Kızılay Bursa Şubesi Başkanı Davut Gürkan ve Bursa İl AFAD Müdürü Yalçın Mumcu'nun katıldığı programda Bursa Teknik Üniversitesi Deprem Araştırma Merkezi Müdürü Prof. Dr. Beyhan Bayhan, deprem ile ilgili sunum yaptı.
Teknik Üniversitesi Deprem Araştırma Merkezi Müdürü Prof. Dr. Beyhan Bayhan, "Ülkemizin doğusundaki Elazığ ile Ege bölgesindeki Manisa’ da meydana gelen depremler bize bir gerçeği yeniden hatırlattı. Marmara Bölgesi'ndeki iller de deprem riski altındadır. 1855 yılında Bursa 2 büyük deprem atlattı. Tarihi verilere göre 35 bin nüfuslu Bursa'da yüzde 4 can kaybı olmuştur ve şehir viraneye dönmüştür. Bursa’nın doğusundaki Kestel’ den başlayarak 90 kilometrede çok büyük hasar oluşmuştur. Ulucami'nin minareleri de yıkılmıştır. Bu tarihten bu yana deprem olmaması riski arttırmaktadır. Okullarımızın yeniden yapılacak olması olumlu gelişme. Şehir Hastaneleri inşaat teknik olarak yapılmış en iyi binalar. En son inşaat teknikleri kullanıldı" diye konuştu.
Kentsel dönüşümün çok önemli olduğunu vurgulayan Beyhan, "bizim yapı stokumuzun çoğu kaçak ve mühendislik görmemiş binalar. Bu binaların en yakın zamanda elden geçmesi lazım. Kentsel dönüşüm binaların yenilenmesi açısından önemli bir başlık. Vatandaşlarımızın binalarını test etmesi gerekiyor. Şuanda Marmara Bölgesi olarak depreme hazır olduğumuzu söyleyemeyiz. Marmara deniz havzasında 1766'dan beri aktif olmayan fayın kırılması sonucu 7 ve ya üzerinde meydana gelebilecek depremde binalarımızın güvenli olduğunu söyleyemeyiz. Binalarımızın testlerinin yapmamız ve devlet desteğiyle kentsel dönüşümün hızlanması gerekiyor. 1970 ve 2005 yılları arasında yapılan binalarımızın dayanıklı olduğunu söylemek zor. Daha önceki araştırmalarda bu binalar incelendi ve bu bağlamda kentsel dönüşüme hız verilmesi gerekiyor" açıklamasını yaptı.

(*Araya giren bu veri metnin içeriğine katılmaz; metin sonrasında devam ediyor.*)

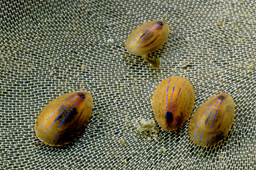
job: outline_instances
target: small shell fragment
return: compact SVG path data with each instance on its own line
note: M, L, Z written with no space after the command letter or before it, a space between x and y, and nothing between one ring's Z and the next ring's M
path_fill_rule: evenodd
M152 99L154 114L165 131L179 128L190 117L194 103L192 85L185 78L173 76L157 86Z
M227 93L218 94L204 103L193 115L188 126L192 140L212 146L227 136L234 119L234 103Z
M164 21L152 21L142 24L129 36L126 49L131 53L142 56L151 64L154 59L146 56L158 49L166 41L169 25Z
M70 143L87 125L92 107L93 98L86 91L57 97L39 114L35 126L37 137L51 146Z

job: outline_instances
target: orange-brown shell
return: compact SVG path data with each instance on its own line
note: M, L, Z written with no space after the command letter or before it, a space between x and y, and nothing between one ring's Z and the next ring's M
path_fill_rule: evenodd
M35 126L37 137L51 146L70 143L87 125L92 107L93 98L86 91L59 97L39 114Z
M166 41L169 25L164 21L152 21L142 24L129 36L126 49L136 55L144 55L158 50Z
M170 77L157 86L152 99L157 121L165 131L177 129L190 117L194 103L192 85L180 76Z
M188 126L192 140L212 146L227 136L234 119L234 103L228 94L216 95L204 103L193 115Z

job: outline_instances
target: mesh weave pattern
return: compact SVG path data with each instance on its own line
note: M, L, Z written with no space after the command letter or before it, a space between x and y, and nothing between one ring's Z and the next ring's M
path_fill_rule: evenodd
M256 169L255 1L1 1L1 169ZM167 42L151 54L159 69L124 50L143 23L163 19ZM160 128L151 110L163 80L192 84L195 110L221 92L235 102L229 135L201 147L188 121ZM86 90L94 100L82 135L51 147L34 131L53 99ZM152 120L158 134L136 122Z

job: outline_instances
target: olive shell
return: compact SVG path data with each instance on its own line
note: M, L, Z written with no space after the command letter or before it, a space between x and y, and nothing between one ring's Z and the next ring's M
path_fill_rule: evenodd
M212 146L227 136L234 119L234 103L228 94L216 95L200 106L188 126L192 140L200 146Z
M152 99L155 117L165 131L182 126L191 114L194 103L192 85L180 76L170 77L161 82Z
M152 21L142 24L129 36L127 50L136 55L144 55L158 50L166 41L169 25L166 22Z
M93 98L86 91L57 97L39 114L35 126L37 137L51 146L70 143L87 125L92 107Z

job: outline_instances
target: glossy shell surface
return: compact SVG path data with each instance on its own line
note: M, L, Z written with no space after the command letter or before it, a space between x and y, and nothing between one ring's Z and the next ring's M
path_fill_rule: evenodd
M35 126L37 137L51 146L70 143L84 130L92 107L92 97L86 91L59 97L39 114Z
M188 126L192 140L200 146L212 146L227 136L234 119L234 103L228 94L216 95L200 106Z
M192 85L180 76L170 77L157 86L152 99L154 114L165 131L179 128L190 117L194 103Z
M158 50L166 41L169 25L164 21L152 21L132 32L126 41L126 49L136 55L145 55Z

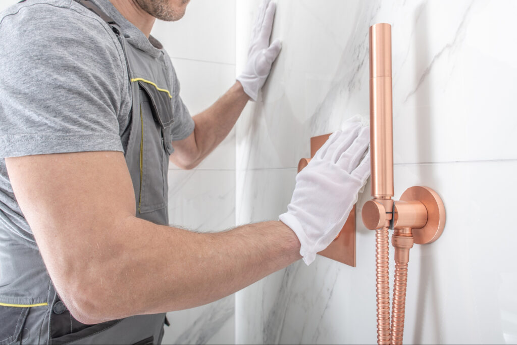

1855 yılındaki Bursa depreminde 35 bin nüfusun yüzde 4'ünün hayatını kaybettiğini anlatan Beyhan, "Şu anda böyle depremde 3 milyonu geçen Bursa nüfusunun yüzde 4'ünü düşünürseniz çok fazla can kaybı yaşanabilir. Biz Bursa'da depremin 7 büyüklüğünün üzerinde olmayacağını düşünüyoruz. 6 ve 7 arası bir depremde çok hasar ve can kaybı meydana gelebilir. Bu bilimsel ve olasılıksal çalışmalarla gösterilmiş durumdadır. Marmara deniz havzasının ortasından geçen fay ise Marmara Denizi ve Körfeze kıyısı olan her kesimi etkiliyor. Bu bilinen bir gerçek. Bilimsel araştırmalara göre 7'nin üzerinde bir deprem bekleniyor. Zemin etkisi dediğimiz bir olay var" şeklinde konuştu.
Evet, bu toplantıdan Bursa adına neler öğrendik? Sorusuna cevap aradığımız zaman iki önemli faktör karşımıza çıkıyor.
Birinci faktör, Bursa’daki 1970 ile 2005 yılları arasında yapılan binalar risk taşıyor. Kentsel dönüşüm için gerekli imkanlar oluşturulmalı ve zaman geçirilmeden uygulanmaya konulmalı. Ama, benim şahsi görüşüme göre, kentsel dönüşüm, rantsal dönüşüm projelerine dönüşmemeli.
İkinci önemli bilgi ise Bursa deprem kuşağında ve çok kısa zamanda 7 şiddetli ve üzerinde bir deprem bekleniyor. 1855 depremini yaşayan Bursa’da o tarihlerde yaşamış olan insanlarımız belki bugün hayatta değiller ama, o depremin izlerinin takip edilmesi, bizlere yeni ip uçları verdiği gibi önlem almamız gerektiğini, hem de zaman geçirmeden önlem almamız gerektiğini hatırlatıyor.